Albus is just leading Harry out of Flourish and Blotts when they bump into an older witch. Harry’s books go flying, and both him and the woman end up on the ground. Harry scrambles to help her as she blusters about idiot children not watching where they’re going. As Harry stands, his fringe shifts a little and his scar is exposed to the light.

The woman does a double take, eyes darting between Albus and Harry. Her face changes from irritation to awe in about a second flat, and that second is all the time Albus has to mourn the rest of his peace.

“Blimey, you’re Harry Potter!” the witch exclaims. It’s like half of the Alley simultaneously sucks in a breath. Albus sighs. Well, if anyone didn’t know they were here before, they certainly do now.

Nearly instantly, people are hurrying towards them. Someone grabs Harry’s hand; someone else grabs the end of his cloak. Voices overlap with each other, melting into an unintelligible mess of speech. Harry looks terrified. Albus waves his wand, levitating Harry’s book up and using them to form a wall around the two of them. Hands are still grasping for them, but at least the Standard Book of Spells Grade 1 is sturdy enough to stop them from getting through.

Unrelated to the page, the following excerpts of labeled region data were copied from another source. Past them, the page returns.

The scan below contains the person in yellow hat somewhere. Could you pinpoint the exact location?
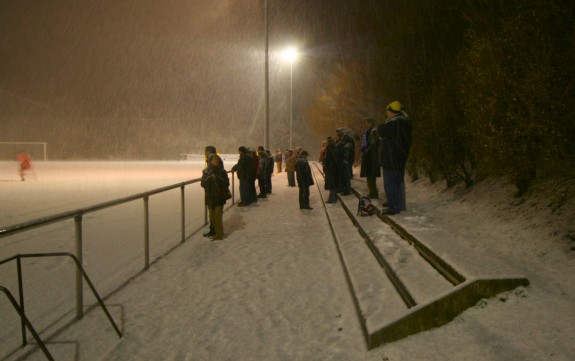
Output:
[377,101,411,215]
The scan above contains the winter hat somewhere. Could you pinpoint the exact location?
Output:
[387,100,401,113]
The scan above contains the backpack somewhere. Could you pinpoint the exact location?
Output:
[357,196,376,217]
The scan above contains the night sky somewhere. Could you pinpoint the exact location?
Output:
[0,0,378,159]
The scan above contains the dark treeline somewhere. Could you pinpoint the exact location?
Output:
[310,0,575,194]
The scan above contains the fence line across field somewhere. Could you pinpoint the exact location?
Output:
[0,171,235,319]
[0,142,48,161]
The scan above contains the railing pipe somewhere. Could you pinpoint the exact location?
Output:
[144,196,150,269]
[0,286,54,361]
[16,257,28,347]
[180,185,186,243]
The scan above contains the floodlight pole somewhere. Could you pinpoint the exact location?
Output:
[290,60,293,149]
[264,0,270,149]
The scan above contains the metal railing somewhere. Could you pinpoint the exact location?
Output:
[0,171,235,319]
[0,252,122,360]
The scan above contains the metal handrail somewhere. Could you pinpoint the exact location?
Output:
[0,252,122,359]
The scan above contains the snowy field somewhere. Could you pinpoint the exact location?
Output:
[0,161,575,361]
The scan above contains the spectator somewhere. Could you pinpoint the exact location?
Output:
[200,154,230,241]
[295,150,314,209]
[323,137,340,203]
[286,150,297,187]
[335,128,354,196]
[359,117,381,198]
[257,150,268,198]
[319,140,327,164]
[266,149,274,194]
[203,145,225,237]
[232,146,254,207]
[377,101,411,215]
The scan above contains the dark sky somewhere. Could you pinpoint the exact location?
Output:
[0,0,376,159]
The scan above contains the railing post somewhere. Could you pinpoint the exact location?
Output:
[143,196,150,269]
[16,256,28,347]
[180,184,186,243]
[74,213,84,320]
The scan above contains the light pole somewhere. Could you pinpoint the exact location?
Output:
[282,48,299,149]
[264,0,270,149]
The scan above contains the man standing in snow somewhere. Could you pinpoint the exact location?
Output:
[359,117,381,198]
[274,149,283,173]
[377,101,411,215]
[232,146,254,207]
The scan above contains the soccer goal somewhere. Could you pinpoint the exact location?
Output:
[0,142,48,160]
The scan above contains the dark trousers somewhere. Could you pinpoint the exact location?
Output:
[240,179,254,205]
[266,174,272,193]
[287,172,295,187]
[383,168,406,212]
[299,186,309,209]
[258,177,269,196]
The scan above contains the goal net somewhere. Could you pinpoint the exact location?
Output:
[0,142,48,160]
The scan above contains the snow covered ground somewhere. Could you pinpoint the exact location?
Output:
[0,161,575,361]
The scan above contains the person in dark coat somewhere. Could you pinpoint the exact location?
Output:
[323,137,341,203]
[295,150,314,209]
[232,146,254,207]
[274,149,283,173]
[266,149,274,194]
[286,150,297,187]
[359,117,381,198]
[377,101,411,215]
[200,154,230,241]
[258,150,268,198]
[335,128,355,196]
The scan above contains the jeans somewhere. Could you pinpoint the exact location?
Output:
[299,187,309,209]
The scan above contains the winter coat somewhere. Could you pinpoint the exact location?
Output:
[335,134,355,166]
[267,154,275,178]
[200,165,230,207]
[377,111,411,171]
[295,158,314,188]
[359,127,381,178]
[258,154,273,179]
[286,155,297,172]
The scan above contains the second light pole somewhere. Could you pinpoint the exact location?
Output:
[282,48,299,149]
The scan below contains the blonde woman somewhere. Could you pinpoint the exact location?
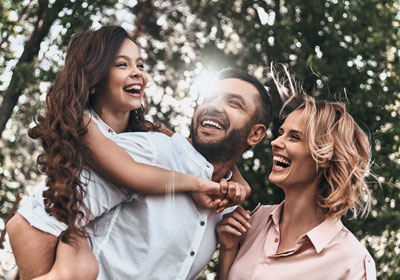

“That’s enough!” Albus orders, and people begin to quiet down. “Everyone, take several steps back. My grandson and I will be leaving, and none of you should follow. This is disgraceful conduct that I would not expect from the good witches and wizards of Britain!”

Most of them look chastised at his admonishment, though some are still grasping for Harry. Letting the books spiral back down into his basket, Albus steers Harry through the crowd and into a small potions supply shop. The shopkeeper, evidently having witnessed the scene outside, doesn’t greet them with anything past a nod, and allows them to head a bit further into the shop.

Harry is shaking, Albus realises. He sets down his basket of school supplies and crouches down, making eye contact with the trembling boy. He smoothes Harry’s fringe back down over his scar, noting the slight sheen of nervous sweat on his brow. “Don’t be afraid, Harry.”

“They can’t just mob me like that!” Harry cries. He folds himself into Albus’ waiting arms.

Albus shakes his head. “I know, but that fervour, that hero worship; that is a spark, Harry. Fanning that flame will make them love you, and who is more powerful than someone who loves?”

“So when I die–” Albus can’t breathe, he can’t breathe –“they’ll be mad enough to fight for me?”

“If, my boy,” Albus makes sure to say.

Harry pulls back out of Albus’ embrace and looks down at the ground. His expression is blank, like he’s siphoning all of his emotion away. “If. Right.”